En ce qui concerne les frais engagés :

11. La société requérante sollicite, au titre du chef de préjudice pour frais de procédure, la condamnation de l’État au paiement d’une indemnité de 50 000 euros.

12. Les frais de procédure engagées ne peuvent être indemnisés que s’ils ont été exposés pendant la période de responsabilité de l’État. En l’espèce il y a lieu, au titre de ce chef de préjudice, de condamner l’État au paiement d’une somme de 1 552 euros.

13. Il résulte de tout ce qui précède qu’il y a lieu de condamner l’État à verser à la SCI SPAN une somme de 165 068 euros au titre des dommages subis du fait du retard de l’État dans l’octroi du concours de la force publique.

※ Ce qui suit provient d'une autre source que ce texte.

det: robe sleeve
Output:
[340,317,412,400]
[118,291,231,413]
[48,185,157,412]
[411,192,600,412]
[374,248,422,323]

14. La SCI SPAN a droit au taux légal correspondant à l’indemnité de 165 068 euros à compter du 24 décembre 2019, date de réception par l’administration de sa première demande préalable d’indemnisation.

Sur la subrogation :

15. Le paiement de l’indemnité accordée par le présent jugement au titre des loyers et charges est subordonné à la subrogation de l’État dans les droits du propriétaire à l’encontre de Mme A C épouse D, occupante sans titre pendant la période de responsabilité de l’État.

Sur les frais liés à l’instance :

16. Dans les circonstances de l’espèce, il y a lieu de mettre à la charge de l’État la somme de 1 200 euros à verser à la SCI SPAN au titre de l’article L. 761-l du code de justice administrative.

D E C I D E :

Article 1er : L’État est condamné à verser à la SCI SPAN la somme de 165 068 euros, augmentée des intérêts au taux légal à compter du 24 décembre 2019.

Article 2 : Le paiement de l’indemnité accordée au titre des loyers et charges est subordonné à la subrogation de l’État dans les droits du propriétaire à l’encontre de Mme A C épouse D, occupante sans titre pendant la période de responsabilité de l’État.

Article 3 : L’État versera à la SCI SPAN la somme de 1 200 euros au titre de l’article L. 761-1 du code de justice administrative.

Article 4 : Le présent jugement sera notifié à la SCI SPAN et au préfet de Seine-et-Marne.

Rendu public par mise à disposition au greffe le 30 décembre 2022.

La magistrate désignée,

N. MULLIELa greffière,

V. GUILLEMARD

La République mande et ordonne au ministre de l’intérieur et des outre-mer en ce qui le concerne ou à tous commissaires de justice à ce requis en ce qui concerne les voies de droit commun contre les parties privées, de pourvoir à l’exécution de la présente décision.